Memories of John Peel, his show and the man himself by Attila the Stockbroker
1982. A mate of mine, Red Saunders, had just released my first EP Rough
Raw and Ranting on his Radical Wallpaper label. He was keen. I
was sceptical. Poetry on a record? Whos going to buy that?
Peelie played that EP to death. Not long afterwards, he gave me my
first session. Travelled up to London, had a few beers with the great
man, an absolutely lovely bloke. Talked about our football allegiances
of course. After it was broadcast I got a deal with Cherry Red Records
and a few months later he invited me to do another session.
The following year, 1984, of course, we did it again - 2-0 at the Goldstone. More machine gunned seagulls! That summer I was wandering across a field at Glastonbury. It was absolutely pissing down. I saw him making a beeline for me. You bastards he said You did it again!
Those memories will live as long as I do.
For many years he almost single-handedly championed new & challenging music in the U.K. Through his radio sessions he allowed unknown & unsigned bands to be heard for the first time. Through his work with the BBC World Service he brought some of those same bands to a Worldwide audience. On the few occasions I was fortunate enough to meet him I found him to be a witty but quite shy man who was completely unimpressed by the "razzmatazz" of the music industry but who could instantly lay his hands on any obscure single you could mention hearing on his show whilst in your teens.

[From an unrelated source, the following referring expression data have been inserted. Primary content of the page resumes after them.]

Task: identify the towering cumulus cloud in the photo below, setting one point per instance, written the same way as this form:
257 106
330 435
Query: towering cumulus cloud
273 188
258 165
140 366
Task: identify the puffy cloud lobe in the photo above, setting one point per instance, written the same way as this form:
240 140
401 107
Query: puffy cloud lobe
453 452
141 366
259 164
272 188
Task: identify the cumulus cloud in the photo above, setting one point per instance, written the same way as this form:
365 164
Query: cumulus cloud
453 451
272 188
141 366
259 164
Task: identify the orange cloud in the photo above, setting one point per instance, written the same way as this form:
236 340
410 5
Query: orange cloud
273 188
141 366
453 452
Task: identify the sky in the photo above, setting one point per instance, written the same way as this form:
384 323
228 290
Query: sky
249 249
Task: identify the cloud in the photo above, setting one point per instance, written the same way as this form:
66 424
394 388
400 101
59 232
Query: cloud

My teens were when Peel was most important to me I guess: the local radio stations wouldn't play any "Punk Rock" cos they thought it "wasn't music". One night in frustration I started tuning the dial & suddenly - Bang! - there it was; I caught the end of an Elvis Costello track, heard the dry, slightly droney voice that followed & I was hooked. A whole new world opened up - stuff that you would never get to hear anywhere else. & it was fun! It wasn't dry & academic - the monologues that invariably followed each song were often as entertaining as the tracks themselves (sometimes more so).

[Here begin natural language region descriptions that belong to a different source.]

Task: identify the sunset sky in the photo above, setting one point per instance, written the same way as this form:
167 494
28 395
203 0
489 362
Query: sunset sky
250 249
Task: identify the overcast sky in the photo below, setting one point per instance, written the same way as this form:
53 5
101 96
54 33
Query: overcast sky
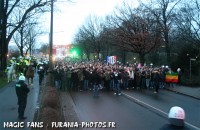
68 17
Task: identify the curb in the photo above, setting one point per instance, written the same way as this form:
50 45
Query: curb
182 93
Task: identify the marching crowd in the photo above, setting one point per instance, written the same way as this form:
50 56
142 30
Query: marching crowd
83 76
26 66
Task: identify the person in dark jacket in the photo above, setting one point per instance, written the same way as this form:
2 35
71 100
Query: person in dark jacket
21 90
41 74
156 79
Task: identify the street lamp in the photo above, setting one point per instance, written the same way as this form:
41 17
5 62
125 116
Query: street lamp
51 39
191 59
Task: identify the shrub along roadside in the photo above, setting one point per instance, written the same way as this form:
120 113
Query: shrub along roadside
50 108
3 79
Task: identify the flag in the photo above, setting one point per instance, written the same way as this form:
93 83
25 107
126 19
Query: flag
171 77
111 59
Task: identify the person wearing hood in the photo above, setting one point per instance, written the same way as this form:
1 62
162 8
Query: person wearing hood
22 91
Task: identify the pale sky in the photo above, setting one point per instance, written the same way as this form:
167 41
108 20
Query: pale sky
68 17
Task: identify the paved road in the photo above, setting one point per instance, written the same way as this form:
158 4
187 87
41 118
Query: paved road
164 100
128 114
9 107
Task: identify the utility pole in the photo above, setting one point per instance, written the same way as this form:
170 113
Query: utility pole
1 27
51 39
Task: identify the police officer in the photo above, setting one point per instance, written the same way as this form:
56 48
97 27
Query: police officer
21 91
41 74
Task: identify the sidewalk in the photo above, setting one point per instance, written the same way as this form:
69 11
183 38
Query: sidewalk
193 92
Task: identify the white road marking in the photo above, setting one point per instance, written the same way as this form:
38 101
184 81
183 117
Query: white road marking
148 105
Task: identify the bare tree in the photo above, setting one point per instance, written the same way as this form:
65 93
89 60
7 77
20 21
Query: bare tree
136 33
164 11
188 22
26 9
90 32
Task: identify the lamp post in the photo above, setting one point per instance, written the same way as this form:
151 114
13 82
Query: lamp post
51 39
191 59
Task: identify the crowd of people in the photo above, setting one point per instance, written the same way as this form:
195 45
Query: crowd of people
83 76
27 66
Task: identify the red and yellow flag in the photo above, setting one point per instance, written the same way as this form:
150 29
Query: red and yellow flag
171 77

In a world that is becoming ever more homogenised & pre-programmed John Peel stuck up for the "sore thumbs" of the music scene & I really can't think of anyone who could have done it better or who's going to do it now he's gone. I will miss him greatly & my utmost sympathy goes out to his friends & family.

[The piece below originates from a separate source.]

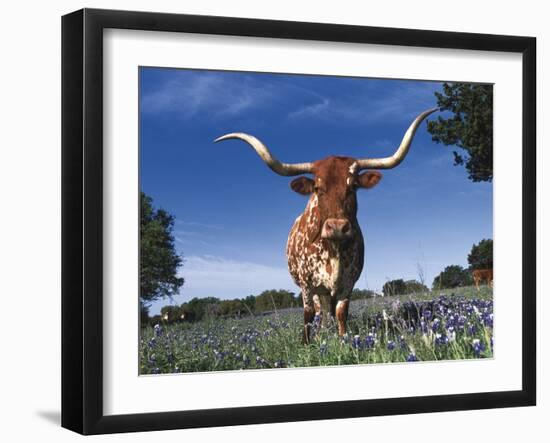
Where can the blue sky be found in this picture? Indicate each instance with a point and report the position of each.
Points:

"It was because of him I got to hear some of the most obscure but influential music I ever heard.
"He was a lifeline to hearing music I would never have heard otherwise. The service he provided was getting to hear music that you couldn't buy in Cardiff. He was a portal to a whole new world."
James Dean Bradfield, Manic Street Preachers
"He was a very funny, very warm man and we will always be grateful for what he did for The Undertones.
"Personally, I find it incredible what he did for the band and we always got huge pride out of the fact that he said Teenage Kicks was his favourite single.
"He always had his finger on the pulse of the music industry and the fact that Radio 1 played the Undertones, the White Stripes and the Strokes today showed just how relevant he remained throughout his career."